This article explains the following error that occurs when attempting to change the sign-on method to Secure Web Authentication (SWA) in the Microsoft Office 365 application:
Please review the form to correct the following error(s):Could not remove the domain federation with Office 365; please retry removing the federation for this domain after a few hours.
- Okta Classic Engine
- Okta Identity Engine (OIE)
- Microsoft Office 365
- WS-Federation (WS-Fed)
- Secure Web Authentication (SWA)
The error occurs because Okta attempts to access the federation object in Microsoft using the stored credentials of the Global Admin account. The process fails if the password has expired or the account has been removed.

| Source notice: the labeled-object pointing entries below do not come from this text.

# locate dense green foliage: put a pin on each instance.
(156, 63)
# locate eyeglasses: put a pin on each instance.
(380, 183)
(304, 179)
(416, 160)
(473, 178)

If the Microsoft Office 365 application is configured for Automatic Federation in Okta, perform the following steps to resolve the error and finish the de-federation from the Okta User Interface (UI):
- Navigate to Applications > Office 365 > Sign On in the Okta Admin Console.
- Select Start federation setup under the Office 365 Domains section to grant Okta the necessary Microsoft Graph API permissions to manage federation.
If the application is configured for Manual Federation, Okta cannot modify the federation settings in Microsoft. Use the Microsoft Graph module via PowerShell instead, as detailed in How to Use PowerShell to Disable Manual Federation Between Okta and Microsoft Office 365:
- Install the Microsoft Graph module on a Windows device using the Microsoft Graph Installation Guide.
- Run the following PowerShell commands, replacing
<DomainName>in both places with the federated domain name (for example, acme.com):-
Connect-MgGraph -Scopes Directory.AccessAsUser.All -
Remove-MgDomainFederationConfiguration -DomainId <DomainName> -InternalDomainFederationId (Get-MgDomainFederationConfiguration -DomainId <DomainName> | Select -Property Id).id
-
- Deactivate and delete the Office 365 application in Okta once Microsoft users are no longer redirected to Okta for authentication.